Deletion of regulations 5 to 8 and substitution of regulations 5 and 6
4.  Regulations 5 to 8 of the principal Regulations are deleted and the following regulations substituting therefor:
Amount of moneys that may be transferred from member’s ordinary account
5.  Where the Board grants a member’s application to transfer moneys out of his ordinary account to top-up his parent’s or spouse’s retirement account, the amount that may be transferred out of his ordinary account for this purpose shall not exceed —
(a)in the case of a member who is below 55 years of age on the date his application is processed —
(i)an amount equal to the relevant amount of the member on that date less 1.5 times the prevailing minimum sum in force; or
(ii)the amount standing to his credit in his ordinary account on that date,
whichever is the lower; and
(b)in the case of a member who has attained 55 years of age on the date his application is processed —
(i)an amount equal to the relevant amount of the member on that date less the minimum sum applicable to him; or
(ii)the amount standing to his credit in his ordinary account on that date,
whichever is the lower.
Amount of moneys by which retirement account of member or his parent, grandparent or spouse can be topped-up
6.—(1)  For the purposes of these Regulations, the maximum amount by which a recipient’s retirement account can be topped-up shall be —
(a)where the recipient was born before 1st January 1932, $30,000 less the aggregate amount; and
(b)where the recipient was born on or after 1st January 1932, the minimum sum applicable to him less the aggregate amount.

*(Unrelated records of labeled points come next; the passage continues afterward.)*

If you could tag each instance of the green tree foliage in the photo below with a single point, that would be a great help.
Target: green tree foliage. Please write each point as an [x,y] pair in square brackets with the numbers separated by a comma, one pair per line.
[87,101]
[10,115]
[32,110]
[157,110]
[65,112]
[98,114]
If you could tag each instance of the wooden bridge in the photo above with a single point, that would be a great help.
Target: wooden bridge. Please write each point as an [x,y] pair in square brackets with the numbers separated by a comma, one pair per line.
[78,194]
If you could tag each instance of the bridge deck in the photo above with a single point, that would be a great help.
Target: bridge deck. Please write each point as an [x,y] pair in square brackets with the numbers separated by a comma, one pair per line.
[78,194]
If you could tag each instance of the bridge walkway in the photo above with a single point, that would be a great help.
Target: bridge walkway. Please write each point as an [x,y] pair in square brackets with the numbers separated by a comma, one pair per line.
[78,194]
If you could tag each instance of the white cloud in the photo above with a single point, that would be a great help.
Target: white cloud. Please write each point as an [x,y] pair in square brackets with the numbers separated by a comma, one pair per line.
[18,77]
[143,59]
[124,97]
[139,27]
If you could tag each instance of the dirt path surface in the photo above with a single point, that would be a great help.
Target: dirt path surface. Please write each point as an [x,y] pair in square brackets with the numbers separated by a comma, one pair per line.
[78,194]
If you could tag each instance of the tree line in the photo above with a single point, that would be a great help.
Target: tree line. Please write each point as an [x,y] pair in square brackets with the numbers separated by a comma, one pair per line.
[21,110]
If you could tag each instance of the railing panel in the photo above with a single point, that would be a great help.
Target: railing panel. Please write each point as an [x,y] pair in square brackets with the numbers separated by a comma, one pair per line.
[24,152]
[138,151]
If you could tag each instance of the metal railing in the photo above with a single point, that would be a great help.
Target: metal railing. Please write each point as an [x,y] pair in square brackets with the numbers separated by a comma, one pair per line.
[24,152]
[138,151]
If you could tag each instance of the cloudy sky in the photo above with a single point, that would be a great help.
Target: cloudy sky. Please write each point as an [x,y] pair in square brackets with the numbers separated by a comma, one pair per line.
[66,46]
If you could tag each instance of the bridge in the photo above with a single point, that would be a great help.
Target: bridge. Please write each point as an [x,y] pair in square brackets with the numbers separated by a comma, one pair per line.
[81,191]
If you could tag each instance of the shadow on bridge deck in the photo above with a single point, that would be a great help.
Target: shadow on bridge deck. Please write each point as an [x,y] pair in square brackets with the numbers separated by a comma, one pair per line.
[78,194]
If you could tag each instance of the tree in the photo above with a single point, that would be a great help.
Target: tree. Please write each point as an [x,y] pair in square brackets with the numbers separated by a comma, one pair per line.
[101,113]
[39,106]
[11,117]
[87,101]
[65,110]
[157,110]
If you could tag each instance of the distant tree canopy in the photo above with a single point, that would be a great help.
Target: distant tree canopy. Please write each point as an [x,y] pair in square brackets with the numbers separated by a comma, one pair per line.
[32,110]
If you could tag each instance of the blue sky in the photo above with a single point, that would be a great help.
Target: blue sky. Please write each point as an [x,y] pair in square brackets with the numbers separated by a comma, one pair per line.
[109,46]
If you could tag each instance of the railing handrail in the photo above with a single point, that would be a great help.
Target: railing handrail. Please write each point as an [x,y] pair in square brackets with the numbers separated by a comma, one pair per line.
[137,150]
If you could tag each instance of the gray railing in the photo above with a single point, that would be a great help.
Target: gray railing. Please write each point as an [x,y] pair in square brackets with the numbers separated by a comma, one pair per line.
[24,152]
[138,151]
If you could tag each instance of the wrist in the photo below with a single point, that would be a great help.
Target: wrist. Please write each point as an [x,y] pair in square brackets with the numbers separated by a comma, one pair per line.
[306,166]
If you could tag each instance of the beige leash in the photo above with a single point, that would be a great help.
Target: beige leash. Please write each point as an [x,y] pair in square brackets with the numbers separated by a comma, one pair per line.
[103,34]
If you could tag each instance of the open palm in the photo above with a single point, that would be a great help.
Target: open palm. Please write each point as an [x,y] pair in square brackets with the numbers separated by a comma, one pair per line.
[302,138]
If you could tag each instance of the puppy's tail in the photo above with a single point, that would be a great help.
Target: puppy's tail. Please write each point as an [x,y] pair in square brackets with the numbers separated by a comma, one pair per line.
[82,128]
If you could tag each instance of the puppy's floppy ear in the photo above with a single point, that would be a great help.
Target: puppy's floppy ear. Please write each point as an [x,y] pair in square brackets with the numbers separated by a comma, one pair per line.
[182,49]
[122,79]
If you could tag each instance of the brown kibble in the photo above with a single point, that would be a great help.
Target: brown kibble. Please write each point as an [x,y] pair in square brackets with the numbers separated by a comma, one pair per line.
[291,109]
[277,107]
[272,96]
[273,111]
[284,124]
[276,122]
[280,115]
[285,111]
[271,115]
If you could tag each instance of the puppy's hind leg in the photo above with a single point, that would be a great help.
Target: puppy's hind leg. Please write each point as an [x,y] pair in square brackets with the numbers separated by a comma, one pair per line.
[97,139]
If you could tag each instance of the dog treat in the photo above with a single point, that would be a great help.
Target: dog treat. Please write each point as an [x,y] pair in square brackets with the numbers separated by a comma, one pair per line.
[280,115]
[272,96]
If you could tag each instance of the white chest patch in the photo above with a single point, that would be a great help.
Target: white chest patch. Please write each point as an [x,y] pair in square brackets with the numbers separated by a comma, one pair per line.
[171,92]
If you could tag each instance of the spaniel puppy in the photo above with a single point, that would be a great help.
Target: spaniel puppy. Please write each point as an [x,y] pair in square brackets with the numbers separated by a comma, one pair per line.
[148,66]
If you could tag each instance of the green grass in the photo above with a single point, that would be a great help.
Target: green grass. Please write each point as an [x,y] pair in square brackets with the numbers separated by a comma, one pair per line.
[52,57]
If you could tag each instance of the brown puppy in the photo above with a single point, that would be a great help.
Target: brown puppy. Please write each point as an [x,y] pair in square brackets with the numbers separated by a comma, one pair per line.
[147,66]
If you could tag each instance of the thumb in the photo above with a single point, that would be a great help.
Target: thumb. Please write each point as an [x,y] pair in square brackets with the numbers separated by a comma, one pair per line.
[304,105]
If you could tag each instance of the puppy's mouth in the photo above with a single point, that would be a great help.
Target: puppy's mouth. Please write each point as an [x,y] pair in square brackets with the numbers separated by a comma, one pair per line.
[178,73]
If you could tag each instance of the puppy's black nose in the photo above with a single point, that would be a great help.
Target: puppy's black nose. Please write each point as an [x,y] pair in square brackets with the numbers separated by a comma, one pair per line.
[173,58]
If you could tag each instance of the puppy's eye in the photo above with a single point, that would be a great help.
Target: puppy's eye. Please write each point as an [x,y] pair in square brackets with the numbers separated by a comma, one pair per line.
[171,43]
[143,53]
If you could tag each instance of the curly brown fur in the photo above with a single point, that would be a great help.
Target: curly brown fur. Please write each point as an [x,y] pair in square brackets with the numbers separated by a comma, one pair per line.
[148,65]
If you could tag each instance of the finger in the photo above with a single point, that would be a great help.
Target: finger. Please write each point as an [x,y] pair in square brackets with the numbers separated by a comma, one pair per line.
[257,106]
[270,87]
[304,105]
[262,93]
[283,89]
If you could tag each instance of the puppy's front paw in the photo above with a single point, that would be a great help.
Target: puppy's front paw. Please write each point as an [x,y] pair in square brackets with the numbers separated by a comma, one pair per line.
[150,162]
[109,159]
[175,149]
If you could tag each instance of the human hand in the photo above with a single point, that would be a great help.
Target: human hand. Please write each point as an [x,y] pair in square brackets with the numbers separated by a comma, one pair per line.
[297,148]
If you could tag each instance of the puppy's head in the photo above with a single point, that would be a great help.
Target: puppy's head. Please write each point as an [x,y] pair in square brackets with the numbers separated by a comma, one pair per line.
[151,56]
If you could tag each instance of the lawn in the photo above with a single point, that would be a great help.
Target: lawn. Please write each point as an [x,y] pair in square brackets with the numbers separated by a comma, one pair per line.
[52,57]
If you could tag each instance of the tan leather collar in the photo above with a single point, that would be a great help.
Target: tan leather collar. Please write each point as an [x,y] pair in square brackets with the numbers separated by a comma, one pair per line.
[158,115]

(2)  In this regulation, “aggregate amount”, in relation to a person whose retirement account is being topped-up, means the aggregate of the following amounts on the date the application of the member for the transfer or payment to the recipient is processed:
(a)the total amount standing to the credit of the recipient in his ordinary and special accounts;
(b)the total amount that has been credited into the recipient’s retirement account excluding any interest since the creation of the retirement account, notwithstanding that all or any of such amount has been withdrawn since the creation of the retirement account; and
(c)the total amount withdrawn by the recipient under the Central Provident Fund (Investment Schemes) Regulations (Rg 9).”.

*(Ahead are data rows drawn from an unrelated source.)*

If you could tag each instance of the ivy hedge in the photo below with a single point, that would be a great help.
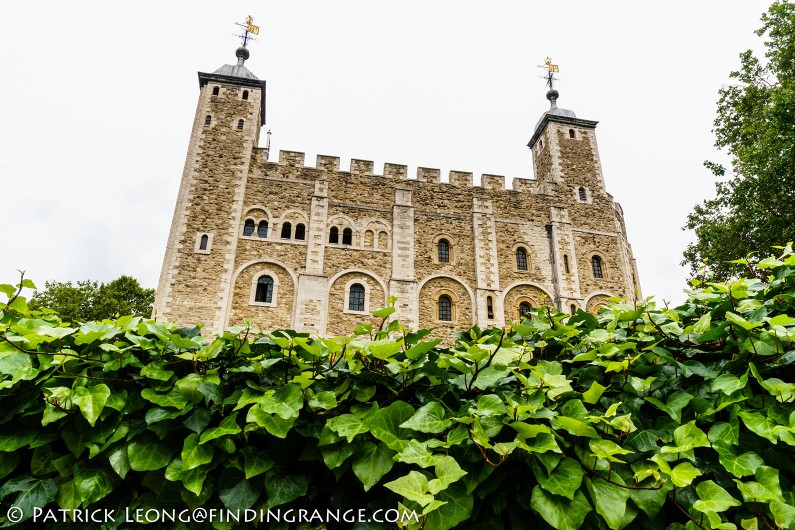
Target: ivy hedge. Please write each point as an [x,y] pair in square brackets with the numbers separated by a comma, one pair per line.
[641,416]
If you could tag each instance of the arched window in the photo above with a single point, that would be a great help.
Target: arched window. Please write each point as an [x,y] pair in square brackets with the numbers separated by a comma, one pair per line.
[521,259]
[596,265]
[356,298]
[443,248]
[262,229]
[264,289]
[445,308]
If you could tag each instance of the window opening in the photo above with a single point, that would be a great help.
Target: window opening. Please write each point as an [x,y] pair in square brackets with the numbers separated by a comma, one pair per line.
[521,259]
[300,231]
[444,251]
[264,290]
[445,308]
[262,229]
[356,298]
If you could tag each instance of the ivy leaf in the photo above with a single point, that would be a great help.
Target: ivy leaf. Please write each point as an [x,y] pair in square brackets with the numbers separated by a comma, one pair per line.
[375,461]
[560,513]
[713,498]
[428,419]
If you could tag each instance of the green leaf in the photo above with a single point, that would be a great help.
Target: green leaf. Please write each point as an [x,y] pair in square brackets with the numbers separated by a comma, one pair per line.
[373,462]
[91,401]
[560,513]
[565,480]
[430,418]
[713,498]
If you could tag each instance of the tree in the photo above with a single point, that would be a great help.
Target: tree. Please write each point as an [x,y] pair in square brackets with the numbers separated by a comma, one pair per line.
[87,300]
[754,208]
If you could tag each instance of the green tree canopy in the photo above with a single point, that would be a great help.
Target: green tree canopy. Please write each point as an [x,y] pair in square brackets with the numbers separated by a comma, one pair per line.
[86,300]
[754,207]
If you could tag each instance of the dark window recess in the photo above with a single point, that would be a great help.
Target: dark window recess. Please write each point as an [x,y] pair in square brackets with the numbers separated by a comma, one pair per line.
[264,290]
[596,265]
[444,251]
[445,308]
[356,298]
[521,259]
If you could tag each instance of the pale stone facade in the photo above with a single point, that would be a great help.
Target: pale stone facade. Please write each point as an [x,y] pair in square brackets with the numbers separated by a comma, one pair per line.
[317,249]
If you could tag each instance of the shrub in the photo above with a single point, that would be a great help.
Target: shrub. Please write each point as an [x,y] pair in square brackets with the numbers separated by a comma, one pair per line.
[641,416]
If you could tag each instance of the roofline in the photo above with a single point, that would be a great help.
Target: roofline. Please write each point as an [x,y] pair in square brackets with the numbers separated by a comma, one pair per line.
[205,78]
[547,117]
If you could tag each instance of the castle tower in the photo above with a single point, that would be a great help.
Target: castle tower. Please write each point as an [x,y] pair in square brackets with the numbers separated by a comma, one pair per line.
[197,269]
[586,229]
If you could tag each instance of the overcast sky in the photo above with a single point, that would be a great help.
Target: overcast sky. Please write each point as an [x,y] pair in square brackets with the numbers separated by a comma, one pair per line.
[99,97]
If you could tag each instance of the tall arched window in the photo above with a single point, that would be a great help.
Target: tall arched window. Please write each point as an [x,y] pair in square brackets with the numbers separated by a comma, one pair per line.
[443,249]
[262,229]
[356,297]
[596,265]
[445,308]
[521,259]
[264,289]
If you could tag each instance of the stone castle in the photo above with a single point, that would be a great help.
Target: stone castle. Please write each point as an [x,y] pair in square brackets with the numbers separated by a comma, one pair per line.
[317,249]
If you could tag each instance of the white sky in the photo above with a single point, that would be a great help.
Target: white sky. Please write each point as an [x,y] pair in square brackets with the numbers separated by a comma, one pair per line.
[99,97]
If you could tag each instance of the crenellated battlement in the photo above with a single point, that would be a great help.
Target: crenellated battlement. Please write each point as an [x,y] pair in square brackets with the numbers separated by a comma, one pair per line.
[391,170]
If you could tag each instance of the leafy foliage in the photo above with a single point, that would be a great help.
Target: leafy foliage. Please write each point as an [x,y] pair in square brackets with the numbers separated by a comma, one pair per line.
[87,300]
[754,208]
[640,417]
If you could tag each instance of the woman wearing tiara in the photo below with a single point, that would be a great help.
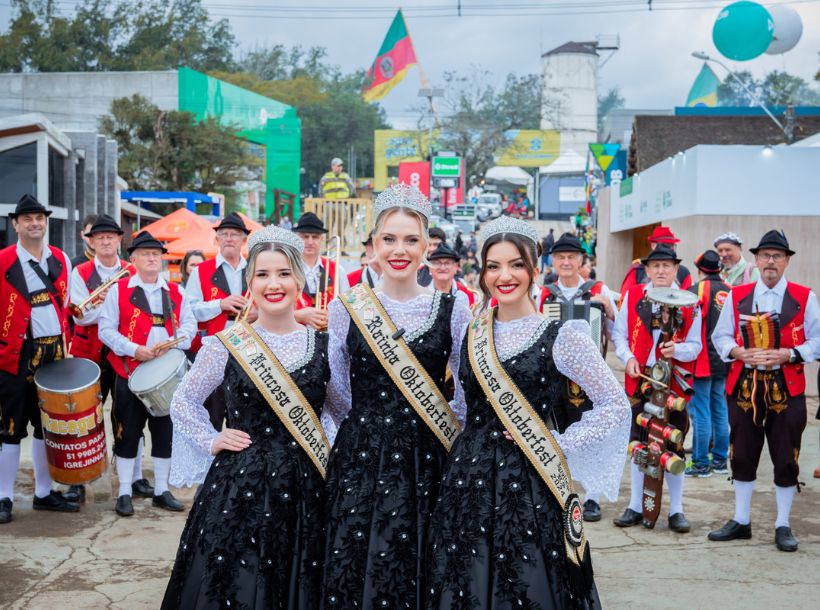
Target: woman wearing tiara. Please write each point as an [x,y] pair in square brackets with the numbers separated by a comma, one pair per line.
[501,535]
[254,535]
[388,355]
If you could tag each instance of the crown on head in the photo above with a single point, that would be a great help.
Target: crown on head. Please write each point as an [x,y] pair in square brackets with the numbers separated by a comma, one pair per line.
[271,234]
[403,196]
[505,224]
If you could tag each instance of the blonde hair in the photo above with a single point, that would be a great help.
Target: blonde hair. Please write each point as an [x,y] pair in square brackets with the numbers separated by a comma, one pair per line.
[290,253]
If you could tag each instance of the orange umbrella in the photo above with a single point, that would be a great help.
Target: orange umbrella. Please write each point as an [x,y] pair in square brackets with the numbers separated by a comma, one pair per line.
[177,224]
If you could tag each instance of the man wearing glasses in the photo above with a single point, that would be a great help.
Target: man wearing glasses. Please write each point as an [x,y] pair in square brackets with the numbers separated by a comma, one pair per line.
[766,386]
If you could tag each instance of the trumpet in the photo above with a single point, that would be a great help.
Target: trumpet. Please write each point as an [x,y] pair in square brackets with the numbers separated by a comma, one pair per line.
[92,301]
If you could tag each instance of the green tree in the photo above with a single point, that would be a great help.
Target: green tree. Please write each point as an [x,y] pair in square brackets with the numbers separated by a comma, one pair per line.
[162,150]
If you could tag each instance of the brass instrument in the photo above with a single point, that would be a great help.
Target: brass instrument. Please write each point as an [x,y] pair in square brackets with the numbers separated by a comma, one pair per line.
[91,302]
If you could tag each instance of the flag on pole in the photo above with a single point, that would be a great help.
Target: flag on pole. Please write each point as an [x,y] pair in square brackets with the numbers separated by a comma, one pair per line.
[394,59]
[704,90]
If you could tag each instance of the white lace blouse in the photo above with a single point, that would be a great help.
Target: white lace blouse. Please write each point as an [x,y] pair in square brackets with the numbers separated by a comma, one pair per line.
[193,432]
[416,316]
[595,446]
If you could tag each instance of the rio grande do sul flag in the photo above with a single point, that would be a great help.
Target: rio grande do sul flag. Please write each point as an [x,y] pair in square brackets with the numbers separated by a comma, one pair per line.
[394,59]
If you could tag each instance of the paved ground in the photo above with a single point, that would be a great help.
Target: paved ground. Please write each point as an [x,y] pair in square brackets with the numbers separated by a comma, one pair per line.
[96,560]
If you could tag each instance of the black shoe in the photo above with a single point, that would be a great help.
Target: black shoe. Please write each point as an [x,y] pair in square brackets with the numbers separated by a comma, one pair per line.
[628,519]
[5,510]
[124,507]
[168,502]
[784,540]
[678,523]
[592,511]
[55,501]
[142,488]
[731,531]
[75,493]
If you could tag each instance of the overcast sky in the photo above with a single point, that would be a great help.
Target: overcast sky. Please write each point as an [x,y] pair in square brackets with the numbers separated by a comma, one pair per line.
[653,68]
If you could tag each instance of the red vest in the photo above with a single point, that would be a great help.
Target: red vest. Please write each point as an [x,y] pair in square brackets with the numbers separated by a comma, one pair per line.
[306,300]
[85,342]
[210,292]
[16,308]
[792,331]
[135,324]
[641,343]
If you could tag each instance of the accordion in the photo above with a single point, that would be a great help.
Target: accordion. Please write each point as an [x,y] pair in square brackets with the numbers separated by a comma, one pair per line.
[580,309]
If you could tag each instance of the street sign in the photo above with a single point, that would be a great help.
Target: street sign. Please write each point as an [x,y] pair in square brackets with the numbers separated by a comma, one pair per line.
[446,167]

Amendment of regulation 10
5.  Regulation 10 of the principal Regulations is amended by inserting, immediately after the words “once in a year”, the words “unless otherwise permitted by the Board and subject to such terms and conditions as the Board may impose”.
New regulation 12
6.  The principal Regulations are amended by inserting, immediately after regulation 11, the following regulation:
Redemption of charge or pledge of immovable property
12.  Where —
(a)any part of the minimum sum applicable to a member is secured by a charge or pledge against any immovable property; and
(b)any transfer or payment of moneys into the retirement account of the member under these Regulations will result in the amount in cash and charge or pledge set aside by the member as the minimum sum exceeding the minimum sum applicable to the member,
the charge or pledge shall be redeemed to the extent by which the minimum sum applicable to the member is so exceeded.”.
[G.N. Nos. S 349/98; S297/99; S 315/2000; S 590/2000; S 165/2001; S 316/2002; S 388/2004]

Made this 20th day of April 2005.

YONG YING-I
Permanent Secretary,
Ministry of Manpower,
Singapore.
[MMS 5.2/85 T1/04; AG/LEG/SL/36/2002/1 Vol. 1]
(To be presented to Parliament under section 78(2) of the Central Provident Fund Act).